Despite promising to pursue the attorneys, accountants, and financial institutions that aid clients in tax fraud, the UK tax authority has only prosecuted eight cases for assisting tax evasion in the last two years. Conversely, a response to a Freedom of Information request made by the Financial Times reveals that there has been a sharp decrease from the 43 prosecutions brought by HM Revenue & Customs in the two years before the Covid-19 outbreak.
“HMRC is essentially not following through on the government’s rhetoric on cracking down on tax fraud, aggressive avoidance strategies, and those who promote them,” said Nimesh Shah, chief executive at the accounting firm Blick Rothenberg. As HMRC has limited resources, there aren’t many obstacles for people to start enterprises that support aggressive structures, according to John Hood, a tax partner at Moore Kingston Smith.
The decrease in tax evasion enabler prosecutions coincides with increased pressure on HMRC to make up for lost tax income. The government may have lost out on up to £9 billion as a result of a dramatic decline in pandemic-related inquiries, according to a report released in December by the National Audit Office, the legislature’s spending watchdog.

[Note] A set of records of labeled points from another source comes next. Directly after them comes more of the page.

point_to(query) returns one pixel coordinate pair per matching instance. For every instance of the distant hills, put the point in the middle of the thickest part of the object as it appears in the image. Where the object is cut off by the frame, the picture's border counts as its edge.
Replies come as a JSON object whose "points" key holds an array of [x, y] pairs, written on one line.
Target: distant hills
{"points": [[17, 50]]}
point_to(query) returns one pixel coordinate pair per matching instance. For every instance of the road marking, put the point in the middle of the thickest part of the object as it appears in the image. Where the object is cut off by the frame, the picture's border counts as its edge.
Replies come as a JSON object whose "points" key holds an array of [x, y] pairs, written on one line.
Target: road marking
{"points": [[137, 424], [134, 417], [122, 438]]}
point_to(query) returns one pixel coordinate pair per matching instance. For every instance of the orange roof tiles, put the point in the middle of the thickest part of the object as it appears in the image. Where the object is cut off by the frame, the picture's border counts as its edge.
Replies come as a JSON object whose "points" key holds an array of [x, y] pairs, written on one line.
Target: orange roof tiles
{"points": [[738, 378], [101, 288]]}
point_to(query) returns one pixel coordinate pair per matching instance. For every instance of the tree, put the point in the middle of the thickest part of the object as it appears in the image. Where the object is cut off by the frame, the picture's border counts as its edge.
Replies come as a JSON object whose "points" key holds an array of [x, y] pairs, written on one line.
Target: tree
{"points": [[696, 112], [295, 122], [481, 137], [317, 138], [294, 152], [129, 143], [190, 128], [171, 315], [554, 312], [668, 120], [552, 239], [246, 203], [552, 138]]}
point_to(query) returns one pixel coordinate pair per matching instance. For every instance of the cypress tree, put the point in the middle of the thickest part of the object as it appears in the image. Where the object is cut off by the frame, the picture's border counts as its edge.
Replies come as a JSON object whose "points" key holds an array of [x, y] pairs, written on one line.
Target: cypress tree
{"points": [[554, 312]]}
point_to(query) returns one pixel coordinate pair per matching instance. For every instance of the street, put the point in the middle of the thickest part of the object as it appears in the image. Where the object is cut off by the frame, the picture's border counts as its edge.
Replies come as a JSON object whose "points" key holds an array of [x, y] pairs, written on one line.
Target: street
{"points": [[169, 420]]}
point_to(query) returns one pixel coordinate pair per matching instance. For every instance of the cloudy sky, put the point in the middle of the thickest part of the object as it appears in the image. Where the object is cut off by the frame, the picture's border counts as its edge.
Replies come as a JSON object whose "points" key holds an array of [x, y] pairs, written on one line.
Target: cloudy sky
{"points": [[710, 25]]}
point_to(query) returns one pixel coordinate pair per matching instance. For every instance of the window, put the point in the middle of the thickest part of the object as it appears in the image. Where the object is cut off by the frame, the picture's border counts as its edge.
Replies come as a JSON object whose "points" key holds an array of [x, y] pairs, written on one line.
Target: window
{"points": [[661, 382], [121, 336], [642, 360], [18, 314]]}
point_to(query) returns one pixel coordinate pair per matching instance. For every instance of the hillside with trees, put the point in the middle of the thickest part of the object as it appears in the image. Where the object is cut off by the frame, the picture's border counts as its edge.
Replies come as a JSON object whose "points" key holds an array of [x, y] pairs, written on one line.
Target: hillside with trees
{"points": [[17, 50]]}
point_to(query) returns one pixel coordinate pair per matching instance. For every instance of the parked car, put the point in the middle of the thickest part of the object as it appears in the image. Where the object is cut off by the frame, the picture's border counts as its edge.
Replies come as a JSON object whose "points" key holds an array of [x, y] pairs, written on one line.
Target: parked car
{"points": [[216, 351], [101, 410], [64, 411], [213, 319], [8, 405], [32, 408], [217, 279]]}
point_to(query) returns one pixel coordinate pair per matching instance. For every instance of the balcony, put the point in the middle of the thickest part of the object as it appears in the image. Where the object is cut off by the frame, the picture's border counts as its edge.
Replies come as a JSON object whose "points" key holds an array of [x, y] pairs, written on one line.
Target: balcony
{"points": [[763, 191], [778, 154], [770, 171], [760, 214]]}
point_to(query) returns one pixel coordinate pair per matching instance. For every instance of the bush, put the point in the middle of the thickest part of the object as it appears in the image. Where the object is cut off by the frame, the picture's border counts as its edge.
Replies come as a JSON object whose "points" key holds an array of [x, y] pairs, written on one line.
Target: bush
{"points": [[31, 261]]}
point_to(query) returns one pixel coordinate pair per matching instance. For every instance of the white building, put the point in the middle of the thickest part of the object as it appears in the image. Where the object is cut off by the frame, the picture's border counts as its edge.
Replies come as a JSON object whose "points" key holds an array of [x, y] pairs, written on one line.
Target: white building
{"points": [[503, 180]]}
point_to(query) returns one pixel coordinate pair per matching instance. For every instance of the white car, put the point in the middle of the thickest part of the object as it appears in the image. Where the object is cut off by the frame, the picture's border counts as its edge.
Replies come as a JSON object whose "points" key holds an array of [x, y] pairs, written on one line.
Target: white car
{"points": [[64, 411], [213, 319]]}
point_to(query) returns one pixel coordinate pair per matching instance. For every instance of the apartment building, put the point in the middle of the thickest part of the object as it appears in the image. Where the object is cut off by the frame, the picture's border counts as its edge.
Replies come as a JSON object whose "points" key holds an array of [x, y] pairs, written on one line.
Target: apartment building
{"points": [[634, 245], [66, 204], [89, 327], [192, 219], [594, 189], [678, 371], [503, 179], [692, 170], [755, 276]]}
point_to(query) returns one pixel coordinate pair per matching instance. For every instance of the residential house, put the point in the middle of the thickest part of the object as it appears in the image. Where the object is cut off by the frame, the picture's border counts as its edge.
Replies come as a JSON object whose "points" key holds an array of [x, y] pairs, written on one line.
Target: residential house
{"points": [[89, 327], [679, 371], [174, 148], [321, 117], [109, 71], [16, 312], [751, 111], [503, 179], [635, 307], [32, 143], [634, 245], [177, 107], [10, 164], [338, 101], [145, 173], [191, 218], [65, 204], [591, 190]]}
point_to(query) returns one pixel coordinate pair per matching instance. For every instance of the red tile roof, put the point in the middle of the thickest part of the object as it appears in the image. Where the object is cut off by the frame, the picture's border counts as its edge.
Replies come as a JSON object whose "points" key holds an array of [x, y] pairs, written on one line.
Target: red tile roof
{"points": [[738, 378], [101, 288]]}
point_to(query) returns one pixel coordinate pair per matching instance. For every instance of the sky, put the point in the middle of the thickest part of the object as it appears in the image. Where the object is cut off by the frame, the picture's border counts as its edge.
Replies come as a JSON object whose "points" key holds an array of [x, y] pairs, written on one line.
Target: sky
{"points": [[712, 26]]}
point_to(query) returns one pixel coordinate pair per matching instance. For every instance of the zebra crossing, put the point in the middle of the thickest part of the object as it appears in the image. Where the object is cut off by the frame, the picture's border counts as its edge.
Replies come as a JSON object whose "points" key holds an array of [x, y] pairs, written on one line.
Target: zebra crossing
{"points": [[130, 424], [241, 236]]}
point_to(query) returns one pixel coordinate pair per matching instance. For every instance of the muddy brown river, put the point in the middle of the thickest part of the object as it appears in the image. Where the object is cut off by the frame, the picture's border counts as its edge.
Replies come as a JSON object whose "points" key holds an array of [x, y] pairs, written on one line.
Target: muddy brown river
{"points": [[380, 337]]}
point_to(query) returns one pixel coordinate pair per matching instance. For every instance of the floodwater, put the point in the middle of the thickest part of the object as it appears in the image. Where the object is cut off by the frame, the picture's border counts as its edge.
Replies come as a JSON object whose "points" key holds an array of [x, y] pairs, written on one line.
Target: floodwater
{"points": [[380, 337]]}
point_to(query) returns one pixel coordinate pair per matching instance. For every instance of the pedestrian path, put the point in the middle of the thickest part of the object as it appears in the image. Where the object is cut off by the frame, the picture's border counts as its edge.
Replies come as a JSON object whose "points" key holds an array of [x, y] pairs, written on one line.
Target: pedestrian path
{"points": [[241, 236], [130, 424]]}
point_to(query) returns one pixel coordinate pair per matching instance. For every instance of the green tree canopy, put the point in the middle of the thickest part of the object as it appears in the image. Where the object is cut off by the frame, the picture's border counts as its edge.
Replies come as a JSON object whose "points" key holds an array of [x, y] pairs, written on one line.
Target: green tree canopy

The most recent year for which data is available, 2020-21, shows that the overall tax gap in the UK—the projected difference between taxes owed and paid—was roughly £32 billion. Simon York, the head of serious fraud at HMRC, stated in an interview with the Financial Times in January that the agency was committed to going after both tax evaders and the financial and professional services companies that enable it. He added that this required increased cooperation with international counterparts. Due in part to court closures during the epidemic, the number of prosecutions decreased, and the agency’s capacity to build cases was hampered by lockdown regulations.
Tax professionals are worried that the legislation intended to prevent the facilitation of tax fraud would have less of a deterrent effect due to a lack of enforcement by HMRC, which employs 5,000 personnel in its fraud investigation unit. suggested interview Tax avoidance and evasion HMRC focuses more on professionals who facilitate tax evasion, according to a top official The current lack of prosecutions “necessarily means that these things are accorded less attention than other matters which are seen to have bigger risk,” explained Nicholas Gardner, a partner at the legal firm Ashurst.
According to the FOI request, HMRC now has 102 active investigations into professional fraud enablers, down from 153 in May 2021. Corporate criminal crimes, legislation the government introduced in 2017, makes it illegal for businesses to fail to implement “reasonable processes” to avoid the facilitation of tax evasion. Yet, it has to file any corporate criminal offence charges, and according to the most recent data, there are just nine active investigations.
There is a “strong case,” according to John Cullinane, director of public policy at the Chartered Institute of Taxation, for HMRC to employ prosecutions more frequently. But he issued a warning that there was a chance that unsuccessful cases would consume time and resources, ultimately leading to a decreased tax collection for the Revenue, at least temporarily.
He stated, “Our preferable strategy would be a public consultation on prosecution policy, to debate the overall strategy and the trade-offs needed to achieve it. Combating tax fraud facilitators “remains a high focus for us,” according to HMRC. “We’ve always been quite clear that we concentrate criminal investigations on cases where the behaviour is especially serious, where civil punishments alone would not work, and when criminal prosecution will be a powerful deterrent to others,” the statement reads.